Mumbai: Vinod Ghadge loved swimming for a cause. And that's what he was doing early on Tuesday when he drowned near Mumbai even as his wife Uma and two children, Nirmiti (10) and Siddhant (8), watched helplessly from a boat a few metres away.
The 48-year-old, who had done some of the toughest patches of seas across the world, was swimming from Dharamtar (near Uran) to the Gateway of India as a mark of protest against the 26/11 terror attacks. But he got stuck in fishing nets off Rewas around 4.15 am. The veteran swimmer drowned on what is called the beginners stretch in the swimming circles. Ghadge, a sales tax officer, had swum across the 36-km patch at least 10 times earlier.

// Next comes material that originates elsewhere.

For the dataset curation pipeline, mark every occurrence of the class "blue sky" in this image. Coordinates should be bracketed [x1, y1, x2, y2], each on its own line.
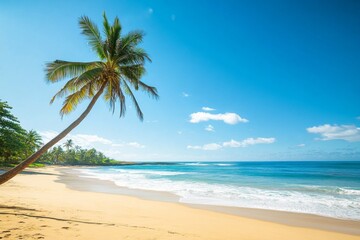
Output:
[0, 0, 360, 161]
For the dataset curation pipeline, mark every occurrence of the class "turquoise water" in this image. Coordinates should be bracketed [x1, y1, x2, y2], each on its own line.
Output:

Ghadge, a former cop who had joined the sales tax department in 1995,his younger brother Balasaheb, an assistant police commissioner, and pupil Dhananjay Komrekar (15) began their swim from Dharamtar around 2 am, family members said.
According to friends and relatives, Ghadge hit the waters 20 minutes after Balasaheb and Dhanajay set out. "He wanted to encourage Dhanajay. He had promised to catch up with him at the half-way mark," said Ulhas Pathak, who had struck a rapport with an affable Ghadge in the 80s. "Its tragic. He was one our best swimmers," Pathak said.Relatives, who were accompanying Ghadge on a boat, said the nets were not clearly visible in the night.
"Unluckily, the floats on the top of the nets were black and were not visible in the dark," said Vinay Parab, who was in the boat.
Ghadge struggled to wriggle out of the nets and even tried to clasp on to the boat. Three people from the boat jumped into the water and pulled him out. They tried to give him a CPR (mouth-to-mouth breathing) and drain the water out of his lungs, and the boat was diverted to Uran. Once on ground, he was rushed to Panvel municipal hospital where he was declared brought dead.
For Tuesdays swim, a group of 50 family members and friends had accompanied Ghadge to Uran, where they had their dinner before setting off for Dharamtar. While some of them accompanied each swimmer in three separate boats, the rest were in a fishing trawler.
As news of Ghadges death trickled in, a crowd gathered outside his house in Sales Tax quarters at Worli. His parents and youngest brother Santosh, a swimming coach, rushed in from Satara.
Ghadge, who had done more than 70 miles in a stretch, had won several awards for swimming feats. The three brothers had successfully swum across the Isle of Gibraltar and Palk Straits, among other touch patches.